Çok kısa bir sürede Rumlar mahkemede, buradaki mülklerinin peşine düşerler. Buranın ekonomisini darmadağın edecekler ve sermayesiyle gelip burada mal, mülk alacak. Zaten eskiden beri burada çok Rum var. O mallarla bizi çıkartıp kendileri yerleşemeye çalışacaklar ve Avrupa Birliği İnsan Hakları mahkemelerine gidecekler. Biz de darmadağın olacağız ve zaman içerisinde asimile olacağız.
''NE OLURSAK OLALIM BİZ RUMLARLA ANLAŞMALIYIZ' DEDİĞİN ANDA UCUZA GİDERSİN''
Yeşiltepe'nin ''19 Ekim'deki seçim bunun seçimi mi?'' sorusunu KKTC Cumhurbaşkanı Tatar şu şekilde yanıtladı:
''Benim karşımdaki kişi yıllardır Federasyonu savunan biri. 'Ne olursak olalım biz Rumlarla anlaşmalıyız' dediğin anda ucuza gidersin. Rum der ki, 'Bunlar muhtaçtır illa anlaşmak istiyorlar' derler ve verdikleri teklifler de o kadar düşük olur. Çaresiz görürler, ekonomik olarak da perişandılar derler ve bizim imkanlarımızı bir bakıma sıfırla çarparlar.
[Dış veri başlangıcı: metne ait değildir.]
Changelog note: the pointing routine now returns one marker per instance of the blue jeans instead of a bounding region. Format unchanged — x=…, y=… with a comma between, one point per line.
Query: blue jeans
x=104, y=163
''TÜRKİYE BURAYA ÇOK ŞEYLER KAZANDIRDI''
AB gözünü Kuzey'e dikti. Türkiye'nin geçmiş tarihini, varlığını fedakarlığını hatta Türkiye 60 kilometre Anamur'dan su getirdi. Büyük bir projedir. Türkiye buraya çok şeyler kazandırdı. Çok fazla fedakarlıkları ve şehitleri vardır. Büyün bunlara rağamen AB tamamiyle Rumlarla, Rumcularla bizi içten vurmaya çalışıyorlar. Dernekler üzerinden, çeşitli organizasyonlar, her türlü destekler ve buradaki Kıbrıs Türkü'nün birlik ve beraberliğin bozmak için nifak tohumu sokuyorlar.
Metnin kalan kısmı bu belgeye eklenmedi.